Story — Fire Salts Pt. 1

She pulled the knife from her chest and smiled. “Was that supposed to hurt?” She wiped the blade on her shorts. A calm and careful action. “When you’re trying to mug somebody,” she continued, glancing back at the three men, who were still standing in stunned silence. “You should go for something more vital. I usually go for the thighs, myself. If you hit your target just right they won’t be able to walk. For example,” she thrust the knife into her leg, where the shorts didn’t cover. The assailants staggered back at the self-inflicted wound, stunned.

She didn’t even flinch.

“Well, maybe I’m not the best person to use as an example. None of this is going to work on me, anyway. You could also go for the neck, but that’s typically easier to defend, even with the three of you.” Again, she pulled the knife from her body and wiped it on her shorts. Blood now fully soaked her shirt and leg. It added to the aesthetic.

“But I’ll tell you what, boys.” She examined the knife and wiped any remaining blood from it with her thumb. “I’ll give you all a first hand experience of what it’s like to defend yourself from an attacker. Free of charge! You’ll learn valuable information about what it’s like to be on the other side of the blade. What do you say?” She took a few steps forward, knife gleaming in the moonlight.

“H-hell no!” one said, turning and bolting back down the street. His friends didn’t even have the nerves to make any reply at all, they simply fled like Death himself was on their pursuit.

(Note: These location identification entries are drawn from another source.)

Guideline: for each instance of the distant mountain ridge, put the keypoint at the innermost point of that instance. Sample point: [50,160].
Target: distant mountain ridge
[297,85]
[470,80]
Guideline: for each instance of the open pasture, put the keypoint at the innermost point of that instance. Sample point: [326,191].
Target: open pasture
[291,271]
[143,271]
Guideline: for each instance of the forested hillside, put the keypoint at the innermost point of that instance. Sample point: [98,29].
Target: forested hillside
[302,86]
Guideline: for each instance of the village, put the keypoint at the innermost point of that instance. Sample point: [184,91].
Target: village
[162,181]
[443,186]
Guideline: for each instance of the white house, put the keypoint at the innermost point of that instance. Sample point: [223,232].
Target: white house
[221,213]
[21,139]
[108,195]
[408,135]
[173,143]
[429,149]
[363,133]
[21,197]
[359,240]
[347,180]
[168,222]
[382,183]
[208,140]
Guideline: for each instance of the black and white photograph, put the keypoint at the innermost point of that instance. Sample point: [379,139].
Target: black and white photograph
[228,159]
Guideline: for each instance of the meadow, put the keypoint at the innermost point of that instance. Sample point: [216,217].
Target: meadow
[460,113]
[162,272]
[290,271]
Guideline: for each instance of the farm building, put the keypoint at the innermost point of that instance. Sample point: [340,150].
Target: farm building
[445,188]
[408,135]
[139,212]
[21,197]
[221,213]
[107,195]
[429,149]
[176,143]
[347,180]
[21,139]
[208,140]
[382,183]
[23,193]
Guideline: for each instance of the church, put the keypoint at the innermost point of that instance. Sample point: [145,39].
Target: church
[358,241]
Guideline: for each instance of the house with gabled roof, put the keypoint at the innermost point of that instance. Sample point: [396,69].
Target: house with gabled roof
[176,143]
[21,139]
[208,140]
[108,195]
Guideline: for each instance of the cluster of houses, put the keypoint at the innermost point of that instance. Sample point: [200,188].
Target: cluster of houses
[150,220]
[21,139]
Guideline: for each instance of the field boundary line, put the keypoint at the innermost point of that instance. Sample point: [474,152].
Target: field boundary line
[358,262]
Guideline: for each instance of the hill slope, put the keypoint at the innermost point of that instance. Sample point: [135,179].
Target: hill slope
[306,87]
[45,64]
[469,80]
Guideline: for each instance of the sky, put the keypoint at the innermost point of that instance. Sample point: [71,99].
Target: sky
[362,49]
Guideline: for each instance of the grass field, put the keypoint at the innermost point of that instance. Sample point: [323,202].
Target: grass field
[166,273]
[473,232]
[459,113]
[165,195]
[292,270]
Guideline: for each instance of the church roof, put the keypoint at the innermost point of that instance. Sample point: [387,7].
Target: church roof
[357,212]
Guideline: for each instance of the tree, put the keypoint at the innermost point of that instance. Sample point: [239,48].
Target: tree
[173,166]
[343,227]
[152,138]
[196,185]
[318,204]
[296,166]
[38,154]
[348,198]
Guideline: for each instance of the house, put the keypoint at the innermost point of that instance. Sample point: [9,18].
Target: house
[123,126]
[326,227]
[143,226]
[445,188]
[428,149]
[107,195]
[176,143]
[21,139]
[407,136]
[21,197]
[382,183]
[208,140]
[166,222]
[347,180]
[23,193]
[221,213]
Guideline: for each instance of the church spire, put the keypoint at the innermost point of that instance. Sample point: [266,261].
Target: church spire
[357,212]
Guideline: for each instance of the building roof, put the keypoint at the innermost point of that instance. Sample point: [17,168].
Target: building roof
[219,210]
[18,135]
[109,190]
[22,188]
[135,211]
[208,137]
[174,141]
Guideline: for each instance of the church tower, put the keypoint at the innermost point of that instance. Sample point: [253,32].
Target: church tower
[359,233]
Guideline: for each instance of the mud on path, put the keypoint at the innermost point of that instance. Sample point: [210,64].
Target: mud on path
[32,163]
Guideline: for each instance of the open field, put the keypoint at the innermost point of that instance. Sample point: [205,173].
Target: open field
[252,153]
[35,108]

“But this is your knife!” she called across the sidewalk. They kept running. Holding the tip of the blade in one hand, she took a firm stance and squinted at her target. After an extra second to aim, she tossed it. One, two seconds later it hit its mark, sinking into one of her attacker’s legs and sending him to the ground. His friend didn’t so much as look back.

“Too low again,” she said to herself. “Harder, Senna! You’ve got to throw it harder!”

The man was trying to grasp at the knife as she approached. It hit him in the calf, so he was struggling. She relished in the horror in his eyes when he looked up at her. “Having trouble?”

“L-look, I don’t w–”

“It was a rhetorical question,” she snapped. “I’m not going to kill you. The Watchers will take care of that much. I’m just going to take your stuff. Let me take care of that knife for you.” She pulled the blade out of his leg and slammed it between his shoulder blades. He screamed in pain and fell back onto the pavement. He was still conscious, but he wasn’t going to get back up. “That’s where I meant to hit. Hitting a moving target isn’t easy, you know.”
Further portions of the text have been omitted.